Oh, este é o lugar para se viver...
nenhum pensamento sobre o inverno jamais entraria na mente de uma pessoa.
Diário de Susan Hathorn,
uma esposa de capitão de navio
(1855)
Dulce despertou com um sorriso nos lábios e a certeza de que dormira até muito tarde. A julgar pelo brilho intenso do sol que adentrava pela janela, já devia ser quase meio-dia.
Seu sorriso acentuou-se. Sabia que deveria se sentir culpada, pois ninguém na distante Beacon Hill, nem provavelmente em toda a cidade de Boston, dormia até tão tarde, exceto se estivesse doente. Ainda assim, tinha desculpa de que dispunha era o fato de ter dançado com um homem num belo terraço à meia-noite e, logo depois daquilo, beijara-o.
Um delicioso arrepio percorreu-lhe o corpo, a lembrança daqueles momentos mágicos afogueando-lhe as faces. Levantando-se, derramou a água fresca do jarro que encimava a cômoda na bacia de porcelana e lavou o rosto, mas aqueles pensamentos não lhe deixavam a mente.
Céus... ela... Dulce Maria Savinon... beijara um homem na noite anterior. E não fora um homem qualquer. E nem um simples beijo.
Fora beijada por Christopher Uckermann... a pessoa mais interessante e carismática que já conhecera. A única pessoa que já tentara ser sua amiga. Mas estaria tentando ser mais do que aquilo?
Dulce negou a possibilidade no mesmo instante, sua natureza prática se restabelecendo. Ele a procurara na noite anterior, levara-a para um recanto agradável e a tirara para dançar apenas porque haviam estado num baile à fantasia. Uma festa onde nada parecia ser o que era.

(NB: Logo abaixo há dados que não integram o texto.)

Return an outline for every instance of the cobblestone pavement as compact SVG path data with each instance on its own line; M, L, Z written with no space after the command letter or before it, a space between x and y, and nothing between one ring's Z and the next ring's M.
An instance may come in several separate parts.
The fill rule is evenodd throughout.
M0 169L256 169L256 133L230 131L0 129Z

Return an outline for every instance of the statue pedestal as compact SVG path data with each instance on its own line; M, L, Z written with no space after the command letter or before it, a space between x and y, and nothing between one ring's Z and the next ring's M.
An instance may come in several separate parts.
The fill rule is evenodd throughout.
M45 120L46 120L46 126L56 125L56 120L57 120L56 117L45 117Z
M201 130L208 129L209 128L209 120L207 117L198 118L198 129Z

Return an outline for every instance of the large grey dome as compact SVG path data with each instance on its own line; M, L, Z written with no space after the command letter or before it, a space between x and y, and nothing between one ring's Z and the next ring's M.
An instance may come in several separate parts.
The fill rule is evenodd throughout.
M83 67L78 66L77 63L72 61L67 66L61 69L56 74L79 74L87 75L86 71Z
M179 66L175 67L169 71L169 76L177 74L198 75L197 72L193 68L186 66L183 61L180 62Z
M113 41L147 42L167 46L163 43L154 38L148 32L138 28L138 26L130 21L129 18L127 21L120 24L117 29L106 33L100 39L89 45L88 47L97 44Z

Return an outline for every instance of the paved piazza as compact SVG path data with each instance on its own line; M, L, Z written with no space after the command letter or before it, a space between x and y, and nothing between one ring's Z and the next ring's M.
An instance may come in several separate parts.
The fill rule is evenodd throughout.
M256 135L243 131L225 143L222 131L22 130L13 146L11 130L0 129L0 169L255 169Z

De certa maneira, os momentos com Christopher tinham sido até menos reais do que um sonho. A noite anterior era algo à parte do restante de sua vida, brilhando com a Luz fugidia da promessa e instigando-a com um vislumbre de como poderia ter sido entre ambos.

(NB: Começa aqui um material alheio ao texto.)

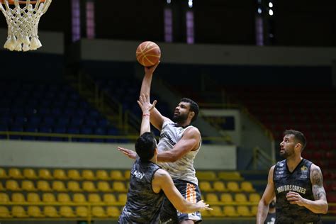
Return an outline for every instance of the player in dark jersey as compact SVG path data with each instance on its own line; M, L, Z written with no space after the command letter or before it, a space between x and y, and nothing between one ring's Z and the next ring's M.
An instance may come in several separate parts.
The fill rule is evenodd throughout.
M196 203L186 201L168 172L157 165L156 140L150 125L150 112L156 101L152 105L149 96L143 94L138 102L142 111L140 137L135 142L139 157L130 172L127 201L118 223L159 223L164 194L176 208L183 212L211 210L203 201Z
M274 196L275 223L321 223L320 214L327 212L323 176L320 167L301 157L306 144L302 133L293 130L284 133L280 154L285 159L269 169L267 186L258 206L257 223L264 223Z

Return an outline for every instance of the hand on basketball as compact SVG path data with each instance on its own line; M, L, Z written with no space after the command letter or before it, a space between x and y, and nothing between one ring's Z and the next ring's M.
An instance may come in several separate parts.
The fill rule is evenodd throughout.
M118 147L118 150L121 151L123 153L125 156L127 156L130 159L135 159L137 158L137 153L134 151L125 149L124 147Z
M196 203L201 207L198 211L202 211L204 210L213 210L211 208L209 208L209 204L206 203L203 200L199 201Z
M145 67L145 74L153 74L154 71L155 71L155 69L157 68L157 65L159 65L160 61L158 61L157 63L156 63L154 65L150 66L150 67Z
M139 104L141 111L142 111L142 114L150 114L150 111L153 109L157 103L157 101L154 101L153 103L150 102L150 96L147 94L142 94L139 96L139 100L138 101L138 104Z
M286 195L286 197L287 198L287 200L289 201L291 204L296 204L300 206L304 206L305 203L305 198L303 198L300 194L293 192L293 191L289 191L287 193Z

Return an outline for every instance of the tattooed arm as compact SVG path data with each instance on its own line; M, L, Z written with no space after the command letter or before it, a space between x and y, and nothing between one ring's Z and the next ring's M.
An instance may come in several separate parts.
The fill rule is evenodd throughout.
M325 214L327 212L327 202L323 187L323 177L320 167L315 164L312 164L310 167L310 181L315 201L303 198L300 194L293 191L287 194L287 200L292 204L305 206L314 213Z

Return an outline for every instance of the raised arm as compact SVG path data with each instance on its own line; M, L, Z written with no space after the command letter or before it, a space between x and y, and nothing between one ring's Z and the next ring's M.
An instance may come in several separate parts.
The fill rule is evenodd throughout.
M172 150L159 152L157 162L174 162L190 151L195 150L201 144L201 133L195 127L187 129L181 140Z
M150 86L152 84L152 78L153 72L159 65L159 62L151 67L145 67L145 76L141 84L140 96L142 94L150 96ZM169 118L163 116L157 109L154 108L150 111L150 123L159 130L161 130L163 123Z
M188 201L184 198L175 185L174 185L172 177L165 170L159 169L155 172L152 185L153 189L157 189L159 191L162 189L174 207L182 213L212 210L212 208L209 208L209 205L206 204L203 200L196 203L196 201Z
M325 214L327 212L327 202L323 187L323 177L321 169L315 164L310 167L310 181L315 201L303 198L298 193L293 191L287 193L287 200L291 204L304 206L314 213Z
M139 104L139 106L142 111L142 119L141 120L140 134L140 135L146 132L150 132L150 111L155 108L156 103L157 101L154 101L152 104L150 103L149 95L142 94L140 96L139 96L138 104ZM137 158L137 153L133 150L130 150L119 146L118 147L118 150L121 151L123 155L130 159L135 159Z
M257 213L257 224L263 224L269 212L269 206L275 196L274 183L273 182L273 172L274 171L273 166L269 169L269 177L267 179L267 186L266 186L264 194L262 195L258 205L258 212Z
M315 164L312 164L310 167L310 180L315 201L306 207L315 213L325 214L327 213L327 201L323 187L323 176L320 167Z

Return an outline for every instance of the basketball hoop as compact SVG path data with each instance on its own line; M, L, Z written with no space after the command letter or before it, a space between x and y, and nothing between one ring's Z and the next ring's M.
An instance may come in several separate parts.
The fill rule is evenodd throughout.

Recordar-se do beijo era como tentar repossuir um sonho maravilhoso depois de ter despertado com a claridade do dia. Podia se lembrar do que acontecera, mas não conseguia recapturar sua magia. A cada vez que chegava perto de reviver a sensação produzida por aqueles lábios cálidos apossando-se dos seus, da língua ávida explorando a maciez de sua boca, via-se perdida numa névoa de constrangimento e desejo que a deixava afogueada e confusa.
- Não devo pensar nisso - disse a si mesma, com severidade, enquanto tentava prender os cabelos num coque. As mechas curtas não paravam no lugar e precisou de mais grampos. Colocou o costumeiro espartilho e seu vestido marrom-escuro do dia, franzindo o cenho com a maneira como o tecido sempre impecável parecia opaco e pesado de repente.

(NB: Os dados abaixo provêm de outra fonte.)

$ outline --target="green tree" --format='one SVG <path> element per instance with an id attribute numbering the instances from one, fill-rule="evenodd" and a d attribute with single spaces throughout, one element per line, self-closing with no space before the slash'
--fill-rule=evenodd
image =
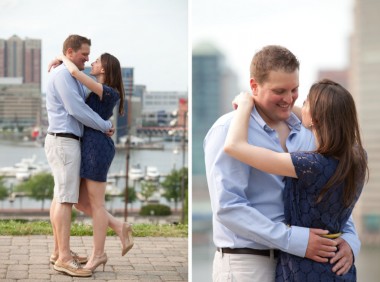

Não importava, disse a si mesma. Nunca fora vaidosa. Nunca tivera razão para tanto. Particularmente não agora, com os cabelos de corte improvisado que mal conseguia prender num penteado decente e o rosto cansado depois de ter dormido tarde na noite anterior e passado tempo demais sonhando.
Quando deixou o quarto, sentia-se tão desajeitada e incerta quanto estivera em qualquer festa de Boston.
Céus, o que, afinal, diria a Christopher?
Acabou sendo poupada de uma decisão imediata por ele próprio. Mal havia se sentado à mesa do café e viu-o entrando com ar sonolento na sala, os cabelos negros em desalinho e a barba por fazer.
- Ah - murmurou, seu tom grave. - Você já se levantou.
Ela não disse nada em resposta.
- Encantador - declarou Ale, um tanto irônica, entrando na sala com Rose a seu lado. Dois criados aproximaram-se em seguida para servir o café e colocar sobre a mesa bandejas com brioches, jarras de suco e frutas fatiadas.
Christopher soltou um resmungo mal-humorado.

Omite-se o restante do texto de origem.